The honest version of an operator-grade agent UI looks much more like a project-management tool than a messaging app. A queue of tasks. A view of in-flight work, with what each in-flight item is currently waiting on. A history of completed work, browsable and searchable. An audit trail per task, which is the right place for the natural-language reasoning of the agent to live, accessible when the operator wants to inspect it and out of the way when the operator does not. A way to inject new instructions into in-flight work, which is the place where natural language genuinely earns its place again.
The interface looks less like a chatbot and more like the dashboard of a tool that was already good for delegating work to a team of humans, except the team is now an agent and the dashboard has to be more legible than the human-team version was, because the failure modes of the agent are stranger and the operator has to be able to spot them.
Two practical corollaries follow from naming the antipattern.
The first: any product manager whose AI integration screen is dominated by a chat panel should treat that as evidence the product has not yet been redesigned for the operator, only retrofitted for the model. The retrofit is the easy ship. The redesign is the harder ship, and it is the one that determines whether the product is durable.

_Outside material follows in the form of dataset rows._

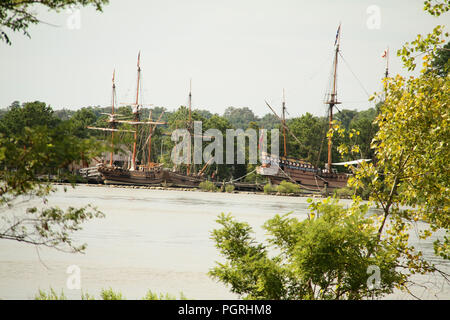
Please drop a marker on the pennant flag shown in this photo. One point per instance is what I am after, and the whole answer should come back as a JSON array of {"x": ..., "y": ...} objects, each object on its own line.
[{"x": 337, "y": 34}]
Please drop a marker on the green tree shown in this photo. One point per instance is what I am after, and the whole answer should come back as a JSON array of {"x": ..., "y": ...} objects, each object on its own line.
[
  {"x": 326, "y": 256},
  {"x": 19, "y": 15},
  {"x": 441, "y": 62},
  {"x": 240, "y": 117}
]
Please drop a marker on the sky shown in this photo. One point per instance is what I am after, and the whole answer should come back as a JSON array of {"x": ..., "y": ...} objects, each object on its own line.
[{"x": 237, "y": 53}]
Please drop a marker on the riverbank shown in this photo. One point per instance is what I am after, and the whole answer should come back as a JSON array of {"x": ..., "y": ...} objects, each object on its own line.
[{"x": 157, "y": 240}]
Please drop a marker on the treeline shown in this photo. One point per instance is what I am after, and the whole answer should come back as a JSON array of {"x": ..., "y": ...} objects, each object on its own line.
[{"x": 310, "y": 130}]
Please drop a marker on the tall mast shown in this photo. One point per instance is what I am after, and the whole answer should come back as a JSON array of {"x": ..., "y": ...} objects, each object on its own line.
[
  {"x": 333, "y": 99},
  {"x": 283, "y": 119},
  {"x": 387, "y": 63},
  {"x": 136, "y": 113},
  {"x": 112, "y": 118}
]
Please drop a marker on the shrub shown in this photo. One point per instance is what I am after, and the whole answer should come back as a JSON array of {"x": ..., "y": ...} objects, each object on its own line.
[
  {"x": 51, "y": 295},
  {"x": 344, "y": 192},
  {"x": 111, "y": 295},
  {"x": 268, "y": 189},
  {"x": 154, "y": 296}
]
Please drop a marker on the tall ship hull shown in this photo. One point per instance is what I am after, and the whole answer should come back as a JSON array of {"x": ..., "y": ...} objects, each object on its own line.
[
  {"x": 183, "y": 180},
  {"x": 278, "y": 169}
]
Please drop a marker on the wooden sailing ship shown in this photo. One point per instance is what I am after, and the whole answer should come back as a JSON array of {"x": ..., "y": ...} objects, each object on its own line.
[
  {"x": 188, "y": 178},
  {"x": 145, "y": 174},
  {"x": 284, "y": 168}
]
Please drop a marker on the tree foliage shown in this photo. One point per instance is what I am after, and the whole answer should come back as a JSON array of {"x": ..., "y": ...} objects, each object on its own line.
[
  {"x": 33, "y": 146},
  {"x": 323, "y": 257}
]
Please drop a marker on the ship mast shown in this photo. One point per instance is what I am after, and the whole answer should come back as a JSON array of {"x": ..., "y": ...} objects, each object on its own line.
[
  {"x": 136, "y": 114},
  {"x": 283, "y": 120},
  {"x": 188, "y": 170},
  {"x": 333, "y": 98},
  {"x": 113, "y": 124},
  {"x": 150, "y": 140}
]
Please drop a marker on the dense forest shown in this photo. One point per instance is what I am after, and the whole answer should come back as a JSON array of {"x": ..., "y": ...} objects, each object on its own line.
[{"x": 309, "y": 129}]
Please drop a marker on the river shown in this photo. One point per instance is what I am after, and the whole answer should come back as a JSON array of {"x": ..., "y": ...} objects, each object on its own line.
[{"x": 155, "y": 240}]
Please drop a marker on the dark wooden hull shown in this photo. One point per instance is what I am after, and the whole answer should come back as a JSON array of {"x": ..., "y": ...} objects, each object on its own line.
[
  {"x": 114, "y": 175},
  {"x": 309, "y": 178}
]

The second: any operator who finds themselves writing long prompts back and forth with an agent inside a chat panel should treat that as the system telling them the interface is failing them. The right move at that point is not to write better prompts. It is to push the workflow into a structured form that the agent can act on without the operator narrating, and to demand of the product the structured surfaces an operator-tier UI requires.
The chat panel will keep shipping for another year or two. The design pattern is established. The engineering cost of replicating it is low. It demos well to investors who have not yet seen the right alternative. None of those are reasons to keep building it.
The agent is not the user. The operator is. Build for the operator.